А тогда роман-сплетня, по которому Андропов изучал подведомственную ему империю, разрастался за пределы моих тогдашних писательских возможностей, композиция трещала по швам, а тут еще наше спринтерское диссидентство и вынужденный отвал – роман остался неоконченным, и слава богу! Тем выше теперь его эвристическая ценность – из него я беру, что не удержала и не могла удержать память. Ну, ладно там коктебельская топография и местные маршруты – их можно восстановить по краеведческой литературе, хотя скучнейшая, не по мне, работа, но события, интриги, разговоры, реплики, которых давно уже нет в моей активной памяти, а стоит заглянуть в мою коктебельскую скоропись – и все встает перед глазами будто вчера. Того же скворца-пародиста мне бы ни в жизнь не вспомнить без собственной шпаргалки. Так же, как имена женщин, с которыми я нежничал в отсутствие Лены, а пенис в боевой изготовке на нее, как штык, что было делать? Вот я и волочился как обезумелый за каждой юбкой или в чем они там фланировали – в платьях, джинсах, бикини, без разницы, по принципу: не шевели губами, а то у меня х*й встает. Да, потаскун, да, блюдодействовал, но как бы без моего личного участия. Все они подменные – вот их имена и повыскочили из моей неблагодарной и дырявой головы: воистину, мимолетные виденья!

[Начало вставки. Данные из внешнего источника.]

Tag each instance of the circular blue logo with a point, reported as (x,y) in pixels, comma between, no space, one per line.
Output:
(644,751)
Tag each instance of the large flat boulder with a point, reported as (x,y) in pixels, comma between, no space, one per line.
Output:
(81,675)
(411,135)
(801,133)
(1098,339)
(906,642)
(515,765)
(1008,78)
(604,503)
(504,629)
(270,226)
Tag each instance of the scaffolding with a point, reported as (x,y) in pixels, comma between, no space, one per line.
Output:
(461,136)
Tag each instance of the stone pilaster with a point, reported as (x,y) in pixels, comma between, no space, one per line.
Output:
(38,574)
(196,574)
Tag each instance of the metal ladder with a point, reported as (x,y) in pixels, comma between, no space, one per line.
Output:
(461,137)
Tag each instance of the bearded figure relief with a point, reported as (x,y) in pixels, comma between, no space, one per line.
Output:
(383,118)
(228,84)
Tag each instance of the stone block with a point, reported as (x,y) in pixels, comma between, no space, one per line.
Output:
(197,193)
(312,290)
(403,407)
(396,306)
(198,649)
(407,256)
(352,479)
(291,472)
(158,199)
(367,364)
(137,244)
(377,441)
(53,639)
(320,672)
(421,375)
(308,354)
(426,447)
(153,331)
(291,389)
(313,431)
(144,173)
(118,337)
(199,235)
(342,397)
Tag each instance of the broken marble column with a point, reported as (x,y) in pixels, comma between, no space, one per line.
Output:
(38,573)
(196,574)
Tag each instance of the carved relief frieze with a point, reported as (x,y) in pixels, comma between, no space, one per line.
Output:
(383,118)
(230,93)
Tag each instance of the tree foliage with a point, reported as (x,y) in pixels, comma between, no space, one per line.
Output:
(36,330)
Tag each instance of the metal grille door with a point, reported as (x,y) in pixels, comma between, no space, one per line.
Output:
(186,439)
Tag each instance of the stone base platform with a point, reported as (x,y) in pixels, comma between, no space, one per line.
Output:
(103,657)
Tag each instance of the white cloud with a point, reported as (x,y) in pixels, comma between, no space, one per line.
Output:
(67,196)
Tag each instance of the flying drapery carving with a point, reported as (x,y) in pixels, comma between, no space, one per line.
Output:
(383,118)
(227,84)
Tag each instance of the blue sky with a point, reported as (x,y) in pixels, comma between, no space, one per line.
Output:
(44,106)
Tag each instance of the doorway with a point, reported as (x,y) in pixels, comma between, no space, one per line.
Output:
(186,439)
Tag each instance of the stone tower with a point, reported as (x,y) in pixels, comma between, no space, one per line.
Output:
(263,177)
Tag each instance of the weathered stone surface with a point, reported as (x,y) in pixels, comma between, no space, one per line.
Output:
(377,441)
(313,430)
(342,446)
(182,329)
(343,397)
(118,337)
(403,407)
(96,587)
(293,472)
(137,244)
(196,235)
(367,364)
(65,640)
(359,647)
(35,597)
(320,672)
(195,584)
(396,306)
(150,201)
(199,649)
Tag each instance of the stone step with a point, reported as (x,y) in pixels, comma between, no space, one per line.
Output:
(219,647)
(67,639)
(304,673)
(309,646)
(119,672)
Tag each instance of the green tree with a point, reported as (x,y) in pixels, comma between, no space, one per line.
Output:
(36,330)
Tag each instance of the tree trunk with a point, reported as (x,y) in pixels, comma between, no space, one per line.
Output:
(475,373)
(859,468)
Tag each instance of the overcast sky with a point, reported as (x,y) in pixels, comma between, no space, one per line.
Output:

Касания, ласки, позы, повадки, признания, упреки – помню, а имена – смыло. Какое отношение имеет к чистому сексу, кто с тобой, а тем более имя? Так и до́лжно – отношения случайные, одноразовые, сугубо по физиологической нужде. Как и у моих партнерш-попутчиц, если только не злое*учие нимфоманки. Бабы с яйцами, зовут их пуганые русские мужички. Это из того анекдота: а ну, изнасилуй меня понарошку! Настоящий мужчина всегда добьется от женщины того, чего она от него хочет. Викторианские мужские шовинисты об этом не подозревали – потому и возник сам этот лжетермин: нимфоманки. Однако нет соответствующего термина для мужика, хотя Казанова и иже с ним, несомненно, нимфоманы: на деле или на словах. Впрочем, и я всегда предпочитал зажатых, безгенитальных девственниц из диккенсовских вымышленных романов инициаторшам и наездницам. Как говорит обиженно герой не помню в каком моем собственном рассказе: кто в конце концов кого е*ет?
У Диккенса никто никогда не е*ет никого, а деток находят в капусте или приносит аист. Таковы нравы эпохи, над которыми не мог подняться даже его гений. Диккенс не дожил до Фрейда, а тот сорвал стыдливые покровы с викторианских тайн, назвав вещи своими именами. Даже мой любимый «Холодный дом», если прочесть его сегодня не только по-кафкиански: «Джарндисы против Джарндисов» в Канцлерском суде, но заодно по-фрейдовски, все встанет на свои места – мнимоплатонические отношения опекуна сначала с Эстер, живя бок о бок в одном доме несколько лет (средневековое право первых тысячи и одной ночи!), а потом, выдав ее замуж, с вдовой Адой при уже готовом ребеночке, которых это исчадие Добра берет в свой Холодный дом взамен. Без этой перетрактовки герои романа – за исключением разве что ледяшки леди Дедлок, зато с каким горячим прошлым, пусть и без подробностей! – кастраты и импотенты.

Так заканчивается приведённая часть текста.